Der letzte Alte vor Gorbatschow

Konstantin Ustinowitsch Tschernenko war ein Apparatschik im Fahrwasser seines Gönners Leonid Breschnew. Seinen Aufstieg bis an die Spitze seines Heimatlandes verdankte er der Partei. Der noch zur Zarenzeit, am 24. September 1911, in Bolschaja Tjes geborene Russe entstammte einer armen Bauernfamilie in Sibirien. Gemäß der offiziellen Biographie verließ er bereits als Zwölfjähriger das Elternhaus, um als Tagelöhner bei einem Kulaken zu arbeiten.

1926 trat er der kommunistischen Jugendorganisation „Komsomol“ bei, in der er drei Jahre darauf auf Rayonebene die Leitung einer Abteilung für Agitprop (Agitation und Propaganda) übernahm. 1931 wurde er Mitglied der Erwachsenenorganisation, der KPdSU, wo er seine Karriere fortsetzte.

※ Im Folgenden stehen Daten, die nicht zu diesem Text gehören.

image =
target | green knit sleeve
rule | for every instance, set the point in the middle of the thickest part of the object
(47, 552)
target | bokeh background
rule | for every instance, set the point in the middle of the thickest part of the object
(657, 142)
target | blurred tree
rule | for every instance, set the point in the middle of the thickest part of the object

Nachdem er bei den Truppen an der Grenze zu China unter anderem als Parteisekretär einer Grenzwacheinheit gedient hatte, holte er Bildung nach: Er besuchte Parteischulen und machte per Fernstudium eine Lehrerausbildung.

Über Stationen in der Ukraine und Pensa kam er 1948 in das von seinem Land nach dem Zweiten Weltkrieg von Rumänien annektierte Moldawien. In der dortigen KP übernahm er wieder die Abteilung Agitprop. Erster Parteisekretär war hier seit 1950 Breschnew. Spätestens dort lernten der Mentor und sein Protegé sich kennen, falls sie dies nicht schon vorher bei „Säuberungen“ in der Ukraine getan hatten.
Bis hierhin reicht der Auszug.